The annual Forum of the SADC Ruling Parties, organized by the Central Party School of FRELIMO and the Friedrich Ebert Foundation Maputo Office, looked this year at the economic and social underpinnings of increasing public protests in Southern Africa. Party representatives from Angola, Botswana, Madagascar, Mozambique, Namibia, South Africa, Tanzania, Zambia and Zimbabwe shared their experiences and analysis of the current challenges and discussed with academics and activists possible solutions to restore the trust in parties and political institutions throughout the region.
The impressive growth figures between 1995 and 2015, much hyped as “Africa rising”, did not lead to significant development in Southern Africa. The analysis showed that poverty, unemployment and inequality in Southern African countries rather worsened or at best remained the same. Public protests often represent expressions of collective grievances over unmet expectations of citizens with public services delivery. They also voice the growing demand of citizens to actively shape their social and political environments, to fight for dignity, social justice and a decent income.

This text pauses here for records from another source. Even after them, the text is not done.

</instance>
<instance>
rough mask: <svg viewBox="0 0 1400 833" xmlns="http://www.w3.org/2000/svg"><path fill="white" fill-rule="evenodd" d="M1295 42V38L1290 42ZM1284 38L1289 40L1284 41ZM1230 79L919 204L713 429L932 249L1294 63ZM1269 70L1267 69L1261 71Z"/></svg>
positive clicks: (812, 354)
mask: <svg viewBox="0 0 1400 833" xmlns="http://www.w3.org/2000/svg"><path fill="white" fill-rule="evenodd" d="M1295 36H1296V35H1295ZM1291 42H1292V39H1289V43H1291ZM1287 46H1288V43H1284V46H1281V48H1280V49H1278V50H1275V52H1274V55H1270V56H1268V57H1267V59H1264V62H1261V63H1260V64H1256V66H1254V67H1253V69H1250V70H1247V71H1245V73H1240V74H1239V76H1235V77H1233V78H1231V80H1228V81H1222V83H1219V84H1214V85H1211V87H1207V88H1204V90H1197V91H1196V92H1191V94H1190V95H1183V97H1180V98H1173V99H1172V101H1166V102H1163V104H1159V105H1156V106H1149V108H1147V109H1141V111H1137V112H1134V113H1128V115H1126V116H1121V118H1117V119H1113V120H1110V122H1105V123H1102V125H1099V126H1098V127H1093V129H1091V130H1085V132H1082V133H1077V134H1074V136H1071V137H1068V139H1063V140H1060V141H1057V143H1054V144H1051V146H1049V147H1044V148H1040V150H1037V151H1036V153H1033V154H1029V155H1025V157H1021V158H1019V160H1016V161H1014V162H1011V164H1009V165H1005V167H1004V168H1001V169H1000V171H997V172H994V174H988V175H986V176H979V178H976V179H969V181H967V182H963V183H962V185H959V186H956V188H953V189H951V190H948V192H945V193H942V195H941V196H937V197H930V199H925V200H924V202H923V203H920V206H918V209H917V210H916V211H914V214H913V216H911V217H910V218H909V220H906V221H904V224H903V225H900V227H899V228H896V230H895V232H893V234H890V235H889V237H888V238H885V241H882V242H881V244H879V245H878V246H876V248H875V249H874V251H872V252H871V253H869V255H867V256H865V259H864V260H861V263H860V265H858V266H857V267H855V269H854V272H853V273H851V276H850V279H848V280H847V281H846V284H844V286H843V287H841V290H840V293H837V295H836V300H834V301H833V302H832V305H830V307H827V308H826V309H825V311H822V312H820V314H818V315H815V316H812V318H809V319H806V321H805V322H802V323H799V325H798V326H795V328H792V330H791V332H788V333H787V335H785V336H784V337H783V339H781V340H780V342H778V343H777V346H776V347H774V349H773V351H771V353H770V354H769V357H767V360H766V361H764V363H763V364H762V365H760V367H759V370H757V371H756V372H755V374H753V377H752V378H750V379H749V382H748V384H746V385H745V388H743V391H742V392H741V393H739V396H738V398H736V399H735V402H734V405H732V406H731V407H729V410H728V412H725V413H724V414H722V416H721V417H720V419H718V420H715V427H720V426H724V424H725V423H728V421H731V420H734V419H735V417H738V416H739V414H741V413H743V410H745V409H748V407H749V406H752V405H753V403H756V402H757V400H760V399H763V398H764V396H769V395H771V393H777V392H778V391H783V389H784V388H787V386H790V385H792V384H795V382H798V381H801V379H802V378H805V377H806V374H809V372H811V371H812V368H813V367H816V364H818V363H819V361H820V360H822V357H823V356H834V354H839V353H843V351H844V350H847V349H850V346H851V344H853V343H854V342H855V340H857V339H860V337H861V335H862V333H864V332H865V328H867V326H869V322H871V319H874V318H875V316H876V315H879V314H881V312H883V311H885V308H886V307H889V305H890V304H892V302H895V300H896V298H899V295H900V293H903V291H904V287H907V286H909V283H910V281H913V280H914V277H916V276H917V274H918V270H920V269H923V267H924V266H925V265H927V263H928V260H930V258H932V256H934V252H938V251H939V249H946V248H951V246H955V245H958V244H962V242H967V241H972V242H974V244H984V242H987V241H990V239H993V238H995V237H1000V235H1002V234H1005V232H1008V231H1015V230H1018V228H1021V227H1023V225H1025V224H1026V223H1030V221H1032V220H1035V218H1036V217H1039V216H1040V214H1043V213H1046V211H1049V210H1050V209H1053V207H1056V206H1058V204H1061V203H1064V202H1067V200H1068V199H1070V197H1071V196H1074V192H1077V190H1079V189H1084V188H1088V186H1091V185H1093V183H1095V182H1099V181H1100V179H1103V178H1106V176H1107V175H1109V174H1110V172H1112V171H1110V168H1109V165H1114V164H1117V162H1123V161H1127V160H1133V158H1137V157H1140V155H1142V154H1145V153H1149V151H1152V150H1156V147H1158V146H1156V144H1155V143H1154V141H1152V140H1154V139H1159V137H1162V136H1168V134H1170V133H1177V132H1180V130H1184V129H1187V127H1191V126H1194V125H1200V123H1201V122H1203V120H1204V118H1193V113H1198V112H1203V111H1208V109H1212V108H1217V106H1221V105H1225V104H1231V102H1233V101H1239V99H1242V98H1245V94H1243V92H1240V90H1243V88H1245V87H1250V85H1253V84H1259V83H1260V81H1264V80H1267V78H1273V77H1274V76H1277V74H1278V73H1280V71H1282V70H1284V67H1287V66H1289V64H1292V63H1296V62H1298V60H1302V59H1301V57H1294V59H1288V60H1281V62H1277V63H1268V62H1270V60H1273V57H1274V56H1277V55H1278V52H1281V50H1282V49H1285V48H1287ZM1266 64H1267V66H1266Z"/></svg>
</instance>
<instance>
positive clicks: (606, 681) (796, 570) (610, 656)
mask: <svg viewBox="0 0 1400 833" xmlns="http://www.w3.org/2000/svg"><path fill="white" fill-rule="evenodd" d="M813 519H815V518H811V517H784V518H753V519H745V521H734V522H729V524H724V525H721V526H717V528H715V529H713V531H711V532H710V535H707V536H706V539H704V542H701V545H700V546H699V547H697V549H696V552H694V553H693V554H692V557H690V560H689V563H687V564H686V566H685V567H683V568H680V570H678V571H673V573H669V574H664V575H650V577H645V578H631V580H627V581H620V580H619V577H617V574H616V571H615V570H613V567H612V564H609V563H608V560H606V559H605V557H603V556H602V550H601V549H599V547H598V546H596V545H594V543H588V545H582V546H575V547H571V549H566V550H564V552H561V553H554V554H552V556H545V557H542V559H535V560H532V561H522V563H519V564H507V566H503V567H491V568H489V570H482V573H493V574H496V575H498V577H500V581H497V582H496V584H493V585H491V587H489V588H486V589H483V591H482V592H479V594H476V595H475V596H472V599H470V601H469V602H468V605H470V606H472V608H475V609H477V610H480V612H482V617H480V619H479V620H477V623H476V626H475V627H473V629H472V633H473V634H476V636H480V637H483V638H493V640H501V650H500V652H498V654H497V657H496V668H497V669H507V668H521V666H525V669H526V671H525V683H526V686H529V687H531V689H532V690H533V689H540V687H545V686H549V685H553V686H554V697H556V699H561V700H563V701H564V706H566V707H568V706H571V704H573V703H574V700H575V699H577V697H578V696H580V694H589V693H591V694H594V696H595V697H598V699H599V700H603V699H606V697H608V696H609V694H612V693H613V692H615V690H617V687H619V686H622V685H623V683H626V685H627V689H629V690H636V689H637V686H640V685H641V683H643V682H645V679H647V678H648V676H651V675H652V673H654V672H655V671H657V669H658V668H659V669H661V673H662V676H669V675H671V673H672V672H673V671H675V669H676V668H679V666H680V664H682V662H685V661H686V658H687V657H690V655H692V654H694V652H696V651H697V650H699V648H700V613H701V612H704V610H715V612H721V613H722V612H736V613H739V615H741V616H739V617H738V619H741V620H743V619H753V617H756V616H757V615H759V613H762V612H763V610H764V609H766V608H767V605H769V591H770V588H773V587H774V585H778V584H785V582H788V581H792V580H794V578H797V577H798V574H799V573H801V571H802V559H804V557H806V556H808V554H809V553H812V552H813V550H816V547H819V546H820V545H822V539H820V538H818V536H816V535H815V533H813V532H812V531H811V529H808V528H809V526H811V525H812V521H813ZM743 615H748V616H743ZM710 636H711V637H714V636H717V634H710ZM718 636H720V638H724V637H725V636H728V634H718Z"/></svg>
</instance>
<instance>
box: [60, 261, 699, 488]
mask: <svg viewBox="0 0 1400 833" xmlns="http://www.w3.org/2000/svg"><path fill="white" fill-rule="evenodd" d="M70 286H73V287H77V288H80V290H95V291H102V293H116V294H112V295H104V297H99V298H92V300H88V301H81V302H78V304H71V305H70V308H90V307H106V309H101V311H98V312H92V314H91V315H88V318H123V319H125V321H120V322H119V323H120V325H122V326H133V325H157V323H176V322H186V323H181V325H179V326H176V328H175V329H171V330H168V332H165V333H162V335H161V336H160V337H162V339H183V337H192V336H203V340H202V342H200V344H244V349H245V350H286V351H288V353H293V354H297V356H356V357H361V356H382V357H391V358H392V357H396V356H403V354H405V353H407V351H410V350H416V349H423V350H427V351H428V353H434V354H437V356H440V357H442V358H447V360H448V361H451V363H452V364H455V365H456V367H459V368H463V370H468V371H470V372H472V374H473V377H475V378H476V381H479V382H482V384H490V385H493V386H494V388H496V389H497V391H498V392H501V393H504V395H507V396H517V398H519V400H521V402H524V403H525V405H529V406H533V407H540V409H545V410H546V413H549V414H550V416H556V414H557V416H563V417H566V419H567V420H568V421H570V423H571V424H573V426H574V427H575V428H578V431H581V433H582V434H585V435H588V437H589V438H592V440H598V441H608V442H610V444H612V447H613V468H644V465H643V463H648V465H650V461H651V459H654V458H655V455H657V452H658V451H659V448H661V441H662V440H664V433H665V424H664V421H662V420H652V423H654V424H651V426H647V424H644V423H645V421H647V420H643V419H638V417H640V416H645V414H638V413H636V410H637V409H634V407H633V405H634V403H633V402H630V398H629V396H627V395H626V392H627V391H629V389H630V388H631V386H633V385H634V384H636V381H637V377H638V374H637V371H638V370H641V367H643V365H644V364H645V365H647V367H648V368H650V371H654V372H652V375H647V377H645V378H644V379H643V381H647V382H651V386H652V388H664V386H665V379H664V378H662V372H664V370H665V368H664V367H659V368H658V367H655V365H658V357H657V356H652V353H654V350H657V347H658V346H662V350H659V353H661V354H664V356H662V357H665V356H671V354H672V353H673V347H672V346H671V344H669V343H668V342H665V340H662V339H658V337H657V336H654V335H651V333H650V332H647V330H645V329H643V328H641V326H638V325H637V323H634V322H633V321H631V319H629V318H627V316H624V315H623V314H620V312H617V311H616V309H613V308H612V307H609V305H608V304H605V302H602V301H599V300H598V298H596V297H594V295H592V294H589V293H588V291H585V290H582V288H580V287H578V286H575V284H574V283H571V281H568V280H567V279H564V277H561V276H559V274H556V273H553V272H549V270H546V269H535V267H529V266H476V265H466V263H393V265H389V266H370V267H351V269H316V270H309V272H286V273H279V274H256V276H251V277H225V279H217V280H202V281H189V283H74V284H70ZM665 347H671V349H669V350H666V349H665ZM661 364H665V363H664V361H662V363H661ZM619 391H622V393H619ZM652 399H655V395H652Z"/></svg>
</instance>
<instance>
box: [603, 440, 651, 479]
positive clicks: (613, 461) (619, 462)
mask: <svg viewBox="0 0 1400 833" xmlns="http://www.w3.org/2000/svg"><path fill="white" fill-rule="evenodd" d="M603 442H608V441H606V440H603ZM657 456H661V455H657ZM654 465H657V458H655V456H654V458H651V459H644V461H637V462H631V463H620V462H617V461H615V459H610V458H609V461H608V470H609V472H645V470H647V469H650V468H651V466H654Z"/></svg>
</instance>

A broader public dialogue, less centralized decision-making processes and intergenerational renewal inside political parties have been identified as important challenges to better respond to the citizens` real concerns and regain the voters` trust. The open and frank dialogue with academics and activists during the Forum has been seen as a great value by the political representatives. As one participant resumed: “Only if we get mirrored where things don`t work, we can change and come up with better and more inclusive solutions for a people centred development.”